The Confucius Institute Headquarters did not reply to an interview request from the Global Times as of press time.
Most US department’s Chinese language programs are held in China or via other approaches, Liu Weidong, a research fellow at the Institute of American Studies of Chinese Academy of Social Sciences, told the Global Times on Wednesday.
“The actual impact of the act will be very limited,” Liu said.
The act nonetheless sent “an official signal that the US government now positions the institution as a threat to national security, which may lead to more limitations on a Chinese project that aims to spread Chinese culture and boost peopleto-people exchanges,” Liu said.
By the end of 2017, there were 525 Confucius institutes and 1,113 Confucius classrooms established in 146 countries and regions, according to the 2017 Confucius Institute Annual Development Report.
The number of Confucius institutes and classrooms in the US reached 629, or nearly 40 percent of Confucius institutes and courses in the world.
“After years of development, the Confucius Institute programs also face increasing controversy abroad, especially in Western countries that hold an ideological bias toward China,” Guo Dingping, a professor at Shanghai’s Fudan University and the former dean of the Nottingham Confucius Institute in the UK, told the Global Times.
Noting some accusations are “false and preposterous,” Chinese Ambassador Liu Xiaoming wrote that the operations of the institutes were “transparent” in a June article for the UK-based Daily Telegraph newspaper.
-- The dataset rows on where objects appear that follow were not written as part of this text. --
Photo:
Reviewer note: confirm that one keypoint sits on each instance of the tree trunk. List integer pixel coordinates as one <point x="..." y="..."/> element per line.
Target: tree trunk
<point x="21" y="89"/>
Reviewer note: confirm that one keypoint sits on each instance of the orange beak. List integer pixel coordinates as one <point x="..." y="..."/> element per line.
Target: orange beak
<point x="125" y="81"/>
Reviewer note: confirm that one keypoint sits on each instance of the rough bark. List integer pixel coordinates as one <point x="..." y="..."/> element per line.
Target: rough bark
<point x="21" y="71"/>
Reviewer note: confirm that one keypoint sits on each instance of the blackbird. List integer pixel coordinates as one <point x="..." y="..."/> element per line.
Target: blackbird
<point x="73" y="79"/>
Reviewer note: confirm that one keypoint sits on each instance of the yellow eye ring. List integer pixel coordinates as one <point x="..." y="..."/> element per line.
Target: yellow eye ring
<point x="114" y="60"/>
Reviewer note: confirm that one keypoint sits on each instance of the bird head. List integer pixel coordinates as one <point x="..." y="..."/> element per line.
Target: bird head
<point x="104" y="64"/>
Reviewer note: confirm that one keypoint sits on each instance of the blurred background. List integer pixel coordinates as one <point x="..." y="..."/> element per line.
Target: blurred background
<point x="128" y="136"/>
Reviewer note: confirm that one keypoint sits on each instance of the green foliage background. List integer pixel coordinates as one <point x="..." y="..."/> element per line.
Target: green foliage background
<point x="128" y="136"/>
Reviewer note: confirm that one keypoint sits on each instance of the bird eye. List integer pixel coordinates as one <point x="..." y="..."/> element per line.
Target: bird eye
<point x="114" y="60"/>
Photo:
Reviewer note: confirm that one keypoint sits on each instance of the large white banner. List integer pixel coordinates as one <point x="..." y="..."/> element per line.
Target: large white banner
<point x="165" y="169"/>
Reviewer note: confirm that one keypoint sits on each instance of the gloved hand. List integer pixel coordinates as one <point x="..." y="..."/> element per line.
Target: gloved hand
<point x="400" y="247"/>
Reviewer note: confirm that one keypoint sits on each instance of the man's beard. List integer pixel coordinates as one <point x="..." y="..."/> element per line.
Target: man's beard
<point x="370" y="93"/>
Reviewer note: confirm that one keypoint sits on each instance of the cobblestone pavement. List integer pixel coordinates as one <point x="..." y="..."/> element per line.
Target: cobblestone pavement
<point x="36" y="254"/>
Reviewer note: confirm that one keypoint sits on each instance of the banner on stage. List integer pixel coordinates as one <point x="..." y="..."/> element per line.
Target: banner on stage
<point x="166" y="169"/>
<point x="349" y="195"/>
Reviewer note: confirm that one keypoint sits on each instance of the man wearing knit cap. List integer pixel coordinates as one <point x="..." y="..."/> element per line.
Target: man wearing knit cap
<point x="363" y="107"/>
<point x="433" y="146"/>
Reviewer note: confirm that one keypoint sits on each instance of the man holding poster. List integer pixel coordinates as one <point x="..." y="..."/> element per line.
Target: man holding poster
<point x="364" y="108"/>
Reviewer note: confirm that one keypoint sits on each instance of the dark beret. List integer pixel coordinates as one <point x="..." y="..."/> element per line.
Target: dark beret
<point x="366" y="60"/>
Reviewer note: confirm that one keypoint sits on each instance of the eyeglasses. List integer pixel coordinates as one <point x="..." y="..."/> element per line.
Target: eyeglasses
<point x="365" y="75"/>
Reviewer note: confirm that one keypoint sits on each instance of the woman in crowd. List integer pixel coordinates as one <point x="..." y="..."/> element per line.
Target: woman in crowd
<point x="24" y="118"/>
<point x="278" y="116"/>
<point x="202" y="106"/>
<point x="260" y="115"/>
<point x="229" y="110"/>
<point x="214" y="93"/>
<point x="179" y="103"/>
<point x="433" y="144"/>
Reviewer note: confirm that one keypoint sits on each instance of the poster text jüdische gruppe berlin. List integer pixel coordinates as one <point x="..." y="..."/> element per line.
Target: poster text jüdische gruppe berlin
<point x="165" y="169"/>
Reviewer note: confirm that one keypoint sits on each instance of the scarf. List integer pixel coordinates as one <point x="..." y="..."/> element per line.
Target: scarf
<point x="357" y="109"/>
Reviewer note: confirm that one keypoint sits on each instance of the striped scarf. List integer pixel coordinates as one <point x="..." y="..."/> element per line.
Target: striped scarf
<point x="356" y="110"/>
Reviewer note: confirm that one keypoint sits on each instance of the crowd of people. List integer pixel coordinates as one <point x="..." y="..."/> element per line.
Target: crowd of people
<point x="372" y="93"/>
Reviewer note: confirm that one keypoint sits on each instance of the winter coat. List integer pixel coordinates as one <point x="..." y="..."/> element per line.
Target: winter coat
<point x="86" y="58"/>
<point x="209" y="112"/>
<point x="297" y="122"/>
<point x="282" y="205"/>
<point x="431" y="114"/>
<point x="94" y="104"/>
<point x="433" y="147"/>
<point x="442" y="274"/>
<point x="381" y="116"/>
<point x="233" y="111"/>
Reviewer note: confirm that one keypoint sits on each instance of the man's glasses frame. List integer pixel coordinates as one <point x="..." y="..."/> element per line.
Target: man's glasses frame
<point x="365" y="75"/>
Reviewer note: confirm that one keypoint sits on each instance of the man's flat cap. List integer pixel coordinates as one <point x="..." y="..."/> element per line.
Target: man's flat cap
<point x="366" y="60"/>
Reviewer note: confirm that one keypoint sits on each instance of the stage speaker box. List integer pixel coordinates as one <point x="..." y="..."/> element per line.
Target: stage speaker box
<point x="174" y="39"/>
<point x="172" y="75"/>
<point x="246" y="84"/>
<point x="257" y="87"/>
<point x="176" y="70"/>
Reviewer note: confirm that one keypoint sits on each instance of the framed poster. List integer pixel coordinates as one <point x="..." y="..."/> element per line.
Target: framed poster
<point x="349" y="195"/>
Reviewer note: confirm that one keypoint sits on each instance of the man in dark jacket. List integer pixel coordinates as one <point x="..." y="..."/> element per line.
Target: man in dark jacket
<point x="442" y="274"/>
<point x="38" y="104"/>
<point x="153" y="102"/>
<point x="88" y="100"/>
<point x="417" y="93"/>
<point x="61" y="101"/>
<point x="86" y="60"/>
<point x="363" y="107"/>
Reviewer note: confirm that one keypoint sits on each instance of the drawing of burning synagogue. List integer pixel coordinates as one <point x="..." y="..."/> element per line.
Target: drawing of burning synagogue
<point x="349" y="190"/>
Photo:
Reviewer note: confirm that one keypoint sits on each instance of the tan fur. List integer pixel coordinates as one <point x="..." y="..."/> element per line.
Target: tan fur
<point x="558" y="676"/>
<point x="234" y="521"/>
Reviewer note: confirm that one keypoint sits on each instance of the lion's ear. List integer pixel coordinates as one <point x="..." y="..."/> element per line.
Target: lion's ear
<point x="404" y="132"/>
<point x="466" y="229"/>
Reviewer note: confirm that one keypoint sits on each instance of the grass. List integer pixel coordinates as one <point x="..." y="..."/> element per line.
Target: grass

“Chinese side never interferes in academic freedom and that there is a complete system of open standards for the application, assessment, approval and establishment of Confucius Institutes,” Liu wrote.
The programs help foreigners get a more comprehensive and objective view of China, said Guo, the Shanghai professor.
“Some programs have expanded from merely language teaching to a wider scope of activities, such as seminars or lectures that promote China’s political, economic and social achievements,” Guo said.
“Though well-intentioned, such activities have brought unnecessary misunderstanding and accusations,” he said.